A challenge that BioSpectrum faces in the present decade is to consolidate its non-partisan policy, and to serve as a platform for informed discussion and debate.

Perhaps, a part of the magazine could be devoted to advances in modern biology which are likely to be the basis of new, commercially viable biotechnologies. Example would be (i) apomixis, which would allow farmers to multiply their hybrid seeds themselves without the loss of "hybrid vigour" and where Indian scientists have provided proof-of-concept and world leadership, and (ii) ability to reprogram adult differentiated mammalian cells.

A minor emphasis also could be laid in the journal in the future, on areas where biotechnology has been (or can be) successfully used to answer a major unsolved basic question. An example would be the application of today's biotechnological methodologies to understand the origin of Indians (out of Africa?) which topic, in 2010, made the first cover story in Nature from an Indian laboratory.

There is, perhaps, also a case for enlarging the scope of BioSpectrum's coverage, for example, by including assisted reproductive technologies for which a bill is ready to be placed before the Parliament.
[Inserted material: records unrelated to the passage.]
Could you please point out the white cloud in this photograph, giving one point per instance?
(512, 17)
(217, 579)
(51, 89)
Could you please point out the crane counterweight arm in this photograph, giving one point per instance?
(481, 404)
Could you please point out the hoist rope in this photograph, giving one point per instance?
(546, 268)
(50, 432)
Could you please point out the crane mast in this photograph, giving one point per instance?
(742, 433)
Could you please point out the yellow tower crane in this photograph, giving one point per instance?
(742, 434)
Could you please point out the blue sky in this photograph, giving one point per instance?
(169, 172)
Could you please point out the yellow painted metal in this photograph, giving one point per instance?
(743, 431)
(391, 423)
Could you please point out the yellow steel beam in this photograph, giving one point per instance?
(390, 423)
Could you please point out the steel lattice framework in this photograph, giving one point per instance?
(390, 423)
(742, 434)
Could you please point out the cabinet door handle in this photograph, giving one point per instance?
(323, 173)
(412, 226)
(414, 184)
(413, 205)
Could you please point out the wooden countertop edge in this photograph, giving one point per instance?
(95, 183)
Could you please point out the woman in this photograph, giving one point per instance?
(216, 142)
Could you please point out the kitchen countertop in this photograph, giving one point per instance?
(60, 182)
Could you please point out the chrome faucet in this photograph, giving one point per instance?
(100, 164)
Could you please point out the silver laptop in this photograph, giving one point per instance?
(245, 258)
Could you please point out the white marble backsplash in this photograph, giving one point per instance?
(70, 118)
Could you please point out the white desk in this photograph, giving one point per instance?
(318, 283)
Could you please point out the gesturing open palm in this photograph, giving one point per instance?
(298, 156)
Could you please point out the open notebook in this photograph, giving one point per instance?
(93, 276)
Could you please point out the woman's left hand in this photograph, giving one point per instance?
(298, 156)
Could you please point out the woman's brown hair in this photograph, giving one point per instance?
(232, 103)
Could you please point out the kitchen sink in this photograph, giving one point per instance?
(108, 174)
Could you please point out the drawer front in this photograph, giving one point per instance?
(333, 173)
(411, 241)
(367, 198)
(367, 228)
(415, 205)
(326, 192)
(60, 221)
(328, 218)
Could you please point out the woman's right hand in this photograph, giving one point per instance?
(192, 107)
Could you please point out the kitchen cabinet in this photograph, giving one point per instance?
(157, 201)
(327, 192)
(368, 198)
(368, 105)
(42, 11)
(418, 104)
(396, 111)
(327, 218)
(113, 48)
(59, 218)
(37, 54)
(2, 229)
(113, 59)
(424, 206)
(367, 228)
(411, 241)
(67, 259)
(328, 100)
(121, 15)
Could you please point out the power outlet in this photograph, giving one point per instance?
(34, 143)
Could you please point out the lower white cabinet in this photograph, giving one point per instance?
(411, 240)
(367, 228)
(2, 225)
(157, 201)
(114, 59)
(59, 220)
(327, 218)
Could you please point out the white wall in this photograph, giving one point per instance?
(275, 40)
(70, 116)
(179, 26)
The journal must also recognize the technologies of future - for example, those based on our increasing understanding of smell, or the ability to convert the language of (sense-making) DNA into the language of music, or computing using DNA, or the use of DNA to store information. An important function of science is to rationally predict the future on the basis of the past and the present.

I have great hopes from BioSpectrum in the next decade, and consider myself privileged to be associated with it from the beginning.

And the last "wise" words: Let BioSpectrum never forget that industry exists to serve the people; people do not exist to serve industry. If the journal needs a mantra ever, that may be it!